Shopify (TSX:SHOP) stock has been an incredible performer for 2023, soaring around 116% on the year. Indeed, the momentum has returned in a big way for Shopify. And though there’s still room to run if the stock’s going to hit new highs again, perhaps thanks to the rise of generative artificial intelligence (AI) and the improving appetite for digital retail sales, I’d prefer waiting for a big pullback before truly backing up the truck.
I’m a massive fan of Shopify stock. But there’s a time and price to be a net buyer of the e-commerce titan. Even if it’s one of the best growth stocks in the country, investors should ensure they’re getting in at a decent price. And though there are numerous ways that Shopify could justify its current price of admission, investors should always be prepared for market-wide turbulence, especially after a year that was much stronger than expected.
Shopify stock at above $100: Time to hold off on new buys?
For now, I am not against buying Shopify at just north of $100 per share. However, I would be ready to roll with the punches in case Mr. Market serves up a correction or two in the first half of 2024. In many ways, the broader tech scene seems overdue for a bit of a dip, even as rates retreat and AI’s capabilities become more impressive through the new year.
Of course, there’s always a risk that Shopify stock doesn’t come in again. A few blowout quarters and the stock may be the one that gets away. Either case, I’d nibble on a partial position today with the intent of buying more should rainy days be ahead.

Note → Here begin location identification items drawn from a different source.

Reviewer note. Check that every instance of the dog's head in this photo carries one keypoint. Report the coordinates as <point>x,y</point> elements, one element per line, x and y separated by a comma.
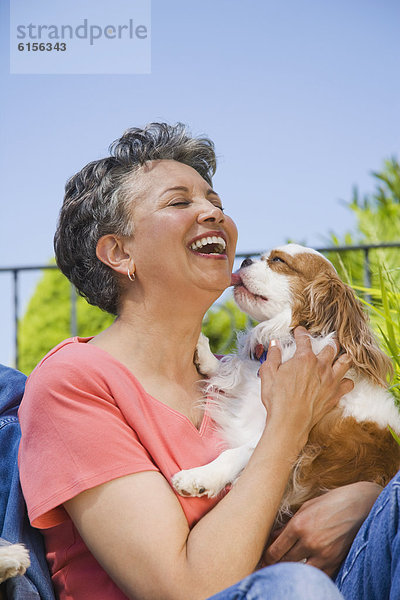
<point>293,285</point>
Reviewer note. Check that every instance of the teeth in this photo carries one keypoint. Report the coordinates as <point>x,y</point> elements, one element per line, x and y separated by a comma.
<point>209,240</point>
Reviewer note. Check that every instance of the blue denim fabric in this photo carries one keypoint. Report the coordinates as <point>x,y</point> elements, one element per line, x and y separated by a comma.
<point>371,570</point>
<point>284,581</point>
<point>14,523</point>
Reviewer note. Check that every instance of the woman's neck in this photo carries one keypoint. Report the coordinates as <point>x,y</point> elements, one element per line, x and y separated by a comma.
<point>161,342</point>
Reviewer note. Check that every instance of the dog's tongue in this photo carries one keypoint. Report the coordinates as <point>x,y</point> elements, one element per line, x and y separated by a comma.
<point>235,278</point>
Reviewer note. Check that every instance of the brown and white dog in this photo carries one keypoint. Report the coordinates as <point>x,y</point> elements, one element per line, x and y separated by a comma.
<point>290,286</point>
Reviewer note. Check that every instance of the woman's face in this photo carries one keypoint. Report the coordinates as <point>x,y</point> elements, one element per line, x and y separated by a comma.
<point>174,212</point>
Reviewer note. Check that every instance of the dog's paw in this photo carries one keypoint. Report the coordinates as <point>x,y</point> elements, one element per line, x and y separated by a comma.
<point>196,483</point>
<point>14,560</point>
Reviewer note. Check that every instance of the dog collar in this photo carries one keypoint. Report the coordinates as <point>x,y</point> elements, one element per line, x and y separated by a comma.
<point>260,353</point>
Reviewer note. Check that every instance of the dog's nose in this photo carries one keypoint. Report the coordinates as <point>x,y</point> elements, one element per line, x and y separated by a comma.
<point>246,263</point>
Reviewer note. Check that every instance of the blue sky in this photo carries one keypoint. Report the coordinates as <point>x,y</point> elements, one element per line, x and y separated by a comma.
<point>302,99</point>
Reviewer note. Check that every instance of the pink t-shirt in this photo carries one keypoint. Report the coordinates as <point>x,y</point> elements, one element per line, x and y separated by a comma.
<point>86,420</point>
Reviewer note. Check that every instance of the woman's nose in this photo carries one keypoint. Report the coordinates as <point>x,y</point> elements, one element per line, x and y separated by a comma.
<point>246,263</point>
<point>211,213</point>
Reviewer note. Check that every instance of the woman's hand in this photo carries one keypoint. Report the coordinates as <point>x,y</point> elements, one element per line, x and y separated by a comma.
<point>302,390</point>
<point>323,529</point>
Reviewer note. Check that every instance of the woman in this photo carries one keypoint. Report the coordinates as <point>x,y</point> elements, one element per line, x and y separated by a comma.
<point>106,421</point>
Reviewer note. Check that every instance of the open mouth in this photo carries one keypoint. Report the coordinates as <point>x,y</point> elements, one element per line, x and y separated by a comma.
<point>211,245</point>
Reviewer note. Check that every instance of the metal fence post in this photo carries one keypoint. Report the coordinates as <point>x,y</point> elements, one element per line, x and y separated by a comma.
<point>15,290</point>
<point>367,274</point>
<point>73,316</point>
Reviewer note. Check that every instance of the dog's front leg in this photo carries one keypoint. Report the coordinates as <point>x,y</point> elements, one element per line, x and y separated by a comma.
<point>209,480</point>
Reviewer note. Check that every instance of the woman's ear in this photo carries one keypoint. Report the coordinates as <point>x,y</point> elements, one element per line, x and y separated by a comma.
<point>113,252</point>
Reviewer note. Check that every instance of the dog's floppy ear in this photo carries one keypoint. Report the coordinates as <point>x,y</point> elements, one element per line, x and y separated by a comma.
<point>331,305</point>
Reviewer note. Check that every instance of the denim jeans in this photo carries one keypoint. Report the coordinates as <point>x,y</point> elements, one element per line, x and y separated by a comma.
<point>284,581</point>
<point>14,523</point>
<point>371,570</point>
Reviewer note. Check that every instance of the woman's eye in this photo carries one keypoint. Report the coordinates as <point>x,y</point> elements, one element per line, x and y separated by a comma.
<point>180,203</point>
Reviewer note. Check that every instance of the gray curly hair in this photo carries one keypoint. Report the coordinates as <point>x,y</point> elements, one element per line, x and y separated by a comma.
<point>98,200</point>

At this juncture, I view two other tech plays as a better value for money. Though growth may not be as explosive as the likes of a Shopify, I’m still a fan of where they sit in the early innings of 2024.
Apple
Apple (NASDAQ:AAPL) had a strong 2023, rising around 48% on the year. However, compared to most other tech stocks, Apple hasn’t really been overbought. In fact, an argument could be made that Apple is relatively unloved compared to its better-performing peers in the mega-cap tech scene.
Undoubtedly, Apple stock has been under pressure to close off 2023, with shares slipping almost 3% in December. So much for a Santa Claus rally!
With a relatively underwhelming past year of sales and a lack of AI enthusiasm versus rivals, it seems like Apple stock has a stage set for a more substantial pullback, perhaps toward the $170 level. Further, recent Apple Watch news is not helping AAPL going into the new year.
At 31.46 times trailing price to earnings, the stock also doesn’t look like a screaming value. Though a lower multiple would be preferred for investors seeking to put in new money, I’m not so sure we’ll see shares trading to the lower end of the historical range.
Why?
Apple is still one of the best consumer products companies on the planet. And it could pull out an unforeseen AI event at any time. With a mixed-reality headset ahead and momentum riding behind its services business, Apple stock remains a relative underdog in the tech space right now, especially compared to Shopify.
Bottom line
I’m a fan of Shopify, even at around $100. However, I’m an even bigger fan of Apple at less than $200, given the somewhat decent valuation and the potential of its coming headset. With the Canadian dollar picking up traction versus the greenback in recent months, it makes sense to consider some of the U.S. plays at this juncture.